In [156]:
import random
import numpy  as np
import pandas as pd
from scipy.spatial import distance_matrix
from ortools.graph import pywrapgraph
from sklearn.neighbors         import KNeighborsRegressor
from ortools.constraint_solver import routing_enums_pb2
from ortools.constraint_solver import pywrapcp

## Data Wrangling

Extracting the data from the data file.

In [157]:
#Returns a list of integer lists.
def list_lines(file_name):
    with open(file_name) as file:
        lines = file.read().splitlines()
    line_list = [[int(n) for  n in ll.split()] for ll in lines]
    return line_list

#Provides the dividing line between warehouse and order sections in the line list.
def find_wh_lines(line_list):
    wh_count = line_list[3][0]
    wh_endline = (wh_count*2)+4
    return wh_endline

#Returns a 2-d array of products(rows) by warehouses(columns).
def get_inventories(line_list):
    wh_endline = find_wh_lines(line_list)
    invs = line_list[5:wh_endline+1:2]
    supply = np.array(invs).transpose()
    return supply.astype(np.int16)

#Returns a 2-d array of products(rows) by orders(columns).
def get_orders(line_list):
    wh_endline = find_wh_lines(line_list)
    demand = np.zeros((line_list[1][0], line_list[wh_endline][0]),dtype=np.int16)
    orders = line_list[wh_endline+3::3]
    for i,ord in enumerate(orders):
        for prod in ord:
            demand[prod, i] += 1
    return demand.astype(np.int16)

#Returns the locations of Warehouses and the Orders.
def get_locs(line_list):
    wh_endline = find_wh_lines(line_list)
    wh_locs = np.array(line_list[4:wh_endline:2])
    cust_locs = np.array(line_list[wh_endline+1::3])
    return wh_locs.astype(np.int16), cust_locs.astype(np.int16)

In [158]:
line_list = list_lines('data.txt')
supply = get_inventories(line_list) #Item vs Qty present in each warehouse (shape: 400x10)
demand = get_orders(line_list) #Item vs Qty required in each order (shape: 400x1250)
warehouse_loctions, order_loctions = get_locs(line_list) #Location of warehouse and orders
distances_mtx = distance_matrix(order_loctions, warehouse_loctions) # Order vs Warehouse Distance (shape: 1250x10)

In [None]:
#rough work
assign_df   = pd.DataFrame([2,2, 3, 5,5,5,5,5, 1,1,1, 6,6,6,6, 4,4,4], columns=['order'])
penalize_df = pd.DataFrame([6,5,1,1,3,5,6,5], columns=['order'])

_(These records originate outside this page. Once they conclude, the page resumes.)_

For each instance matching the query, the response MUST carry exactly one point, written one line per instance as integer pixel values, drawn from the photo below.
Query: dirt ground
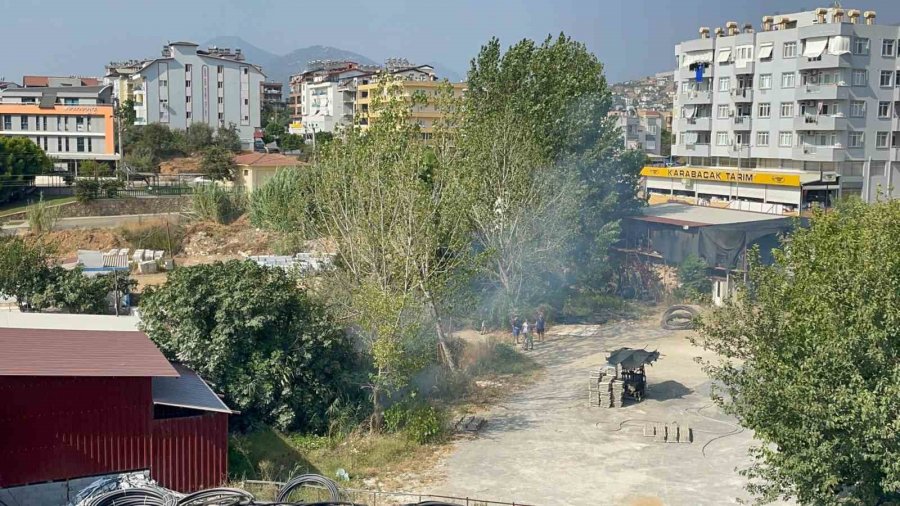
(545, 446)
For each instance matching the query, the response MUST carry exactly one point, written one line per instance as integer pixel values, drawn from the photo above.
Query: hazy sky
(632, 37)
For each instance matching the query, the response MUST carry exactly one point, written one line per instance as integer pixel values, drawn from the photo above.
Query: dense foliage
(37, 285)
(20, 161)
(810, 360)
(277, 355)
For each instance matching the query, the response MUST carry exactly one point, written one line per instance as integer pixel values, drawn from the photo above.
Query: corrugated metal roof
(187, 391)
(41, 352)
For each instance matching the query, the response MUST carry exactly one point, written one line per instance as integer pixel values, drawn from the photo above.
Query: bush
(418, 421)
(87, 190)
(214, 203)
(41, 216)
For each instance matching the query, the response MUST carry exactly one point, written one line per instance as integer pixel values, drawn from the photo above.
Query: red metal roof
(40, 352)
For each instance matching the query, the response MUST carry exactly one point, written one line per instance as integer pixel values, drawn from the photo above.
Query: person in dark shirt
(539, 326)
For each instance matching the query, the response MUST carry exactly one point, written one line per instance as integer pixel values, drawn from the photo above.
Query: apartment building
(120, 75)
(188, 85)
(803, 110)
(641, 129)
(415, 80)
(323, 96)
(70, 123)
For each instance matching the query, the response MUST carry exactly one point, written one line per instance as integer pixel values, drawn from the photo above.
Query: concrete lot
(546, 446)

assign_group   = assign_df.groupby('order')
penalize_group = penalize_df.groupby('order')
assign_group_count   = assign_group['order'].count()
penalize_group_count = penalize_group['order'].count()
zero_series = pd.Series(np.repeat(0,10))

padded_assign_group_count   = (zero_series + assign_group_count).fillna(1)
padded_penalize_group_count = (zero_series + penalize_group_count).fillna(0)

print("penal")
print(padded_penalize_group_count)
print("assign")
print(padded_assign_group_count)
ratio = padded_penalize_group_count.divide(padded_assign_group_count).tolist()
# print("---")
print(ratio)
threshold_exceed_bool  = pd.Series(ratio) > 0.4
print(threshold_exceed_bool)
ratio_df     = pd.DataFrame(ratio, columns=['ratio'])
new_ratio_df = pd.DataFrame(np.repeat(1.0,10), columns=['ratio'])
new_ratio_df[threshold_exceed_bool] += ratio_df #increasing the distance between defaulting warehouses and orders
new_ratio_df[~threshold_exceed_bool] -= ratio_df #decreasing the distance between performing warehouses and orders

print("new ratio")
print(new_ratio_df.ratio)
penalize_percent_matrix = np.reshape(np.tile(new_ratio_df.ratio.values,2), (2,10)) #shape: 2x10

print("penalize_percent_matrix")
print(penalize_percent_matrix)
distances = np.repeat(100,10).tolist() + np.repeat(200,10).tolist()
distances = np.reshape(distances, (2,10))
print(distances)
result = np.multiply(distances, penalize_percent_matrix) #(1250x10 dot product 1250x10 = shape: 1250x10)
print(result)

In [159]:
def check_feedback_of_past_k_nearest_orders(assignments):
    df = pd.DataFrame(assignments, columns=['warehouse', 'order', 'order_location', 'product', 'qty', 'distance', 'feedback'])
    predict_tuple = df.iloc[-1] #Last row (recently added assignment)
    data_df = df.iloc[:-1 , :] #Removing predict_tuple from df
    #Filtering out the previous assignments corresponding to current warehouse under consideration
    warehouse_filtered_df = data_df.loc[data_df.warehouse == predict_tuple.warehouse]
    
    #If the number of data points is less the required number of nearest neighbour then skip the warehouse penalization
    if warehouse_filtered_df.shape[0] < 5:
        return False
    
    #weights='distance' -> Close the point, Higher the influence
    knn_regressor = KNeighborsRegressor(n_neighbors=5, weights='distance')
    knn_regressor.fit(warehouse_filtered_df.order_location.values.tolist(), warehouse_filtered_df.feedback.values.tolist())
    value = knn_regressor.predict([predict_tuple.order_location])
    #if the collective feedback of the past k nearest neighbour is less than 3 then the current warehouse needs to be peanlized
    return value[0] < 3

In [160]:
def get_penalized_distances(assignments, penalize_list, distances):
    assign_df   = pd.DataFrame(assignments,   columns=['warehouse', 'order', 'order_location', 'product','qty', 'distance', 'feedback'])
    penalize_df = pd.DataFrame(penalize_list, columns=['warehouse', 'order', 'order_location', 'product','qty', 'distance', 'feedback'])
    
    if penalize_df.shape[0] == 0:
        return distances
    
    assign_group   = assign_df.groupby('warehouse')
    penalize_group = penalize_df.groupby('warehouse')
    assign_group_count   = assign_group['order'].count()
    penalize_group_count = penalize_group['order'].count()
    zero_series = pd.Series(np.repeat(0,10))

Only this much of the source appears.